Discussion: All four clinical trials found statistically significant improvements in anxiety that were maintained at three months (Grob et al., 2011), six months (Griffiths et al., 2016; Ross et al., 2016), and 12 months (Gasser et al., 2014a; Gasser et al., 2014b), after one or two experimental doses of psychedelics in adult participants with life-threatening diseases. Participants reported improved quality of life (Gasser et al., 2014b; Ross et al., 2016), spirituality (Ross et al., 2016), access to emotions, introspection, relaxation, reductions in fear of death (Gasser et al., 2014b), and reduced diagnosis-related hopelessness and demoralization (Ross et al., 2016). Some participants called for added experimental sessions, believing that they would improve further with additional doses (Gasser et al., 2014b; Grob et al., 2011).

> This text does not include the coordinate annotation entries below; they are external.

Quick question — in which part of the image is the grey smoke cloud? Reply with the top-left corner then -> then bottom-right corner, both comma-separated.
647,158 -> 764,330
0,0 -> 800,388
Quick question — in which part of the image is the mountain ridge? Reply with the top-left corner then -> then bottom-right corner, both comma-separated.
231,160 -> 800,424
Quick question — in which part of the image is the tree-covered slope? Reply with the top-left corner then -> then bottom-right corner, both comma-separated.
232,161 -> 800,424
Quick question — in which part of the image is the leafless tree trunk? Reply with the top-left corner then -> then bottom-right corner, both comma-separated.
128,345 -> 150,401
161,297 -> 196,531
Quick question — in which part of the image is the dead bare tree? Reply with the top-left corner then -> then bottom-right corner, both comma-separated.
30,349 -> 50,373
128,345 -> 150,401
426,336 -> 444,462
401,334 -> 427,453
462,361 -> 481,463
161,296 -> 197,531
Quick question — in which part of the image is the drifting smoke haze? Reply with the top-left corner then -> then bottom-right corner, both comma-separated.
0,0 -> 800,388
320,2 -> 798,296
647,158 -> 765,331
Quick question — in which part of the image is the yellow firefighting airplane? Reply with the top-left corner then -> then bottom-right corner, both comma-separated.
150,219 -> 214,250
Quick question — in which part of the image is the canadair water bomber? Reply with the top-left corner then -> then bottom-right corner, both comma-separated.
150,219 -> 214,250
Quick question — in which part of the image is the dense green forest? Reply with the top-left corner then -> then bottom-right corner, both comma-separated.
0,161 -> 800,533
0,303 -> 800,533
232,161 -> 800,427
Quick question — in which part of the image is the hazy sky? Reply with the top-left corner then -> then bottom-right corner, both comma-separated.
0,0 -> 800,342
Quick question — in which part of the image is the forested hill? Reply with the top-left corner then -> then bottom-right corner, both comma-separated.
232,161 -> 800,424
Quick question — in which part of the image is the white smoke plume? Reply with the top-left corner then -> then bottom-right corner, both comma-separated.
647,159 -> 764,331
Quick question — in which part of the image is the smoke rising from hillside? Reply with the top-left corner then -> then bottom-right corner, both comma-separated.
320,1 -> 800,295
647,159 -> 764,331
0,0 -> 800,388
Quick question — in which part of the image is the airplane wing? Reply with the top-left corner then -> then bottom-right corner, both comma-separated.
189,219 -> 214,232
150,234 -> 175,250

No serious medical complications or lasting adverse effects were experienced, however, moderate increases in blood pressure were noted during experimental sessions in all four RCTs (Gasser et al., 2014a; Griffiths et al., 2016; Grob et al., 2011; Ross et al., 2016) with no medical interventions required. In conclusion, the typical adverse psychological reaction to life-threatening disease appears to be essentially altered by the treatment effects of psychedelics. Considering their limited side-effect profile when administered in a supportive environment with safety guidelines in place, psychedelic-assisted psychotherapy could be an effective treatment model for anxiety in adult patients with life-threatening disease. This treatment may address existential distress, a core determinant of poor quality of life in patients with life-threatening disease (Breitbart et al., 2010), for which there are no current pharmacological treatment options.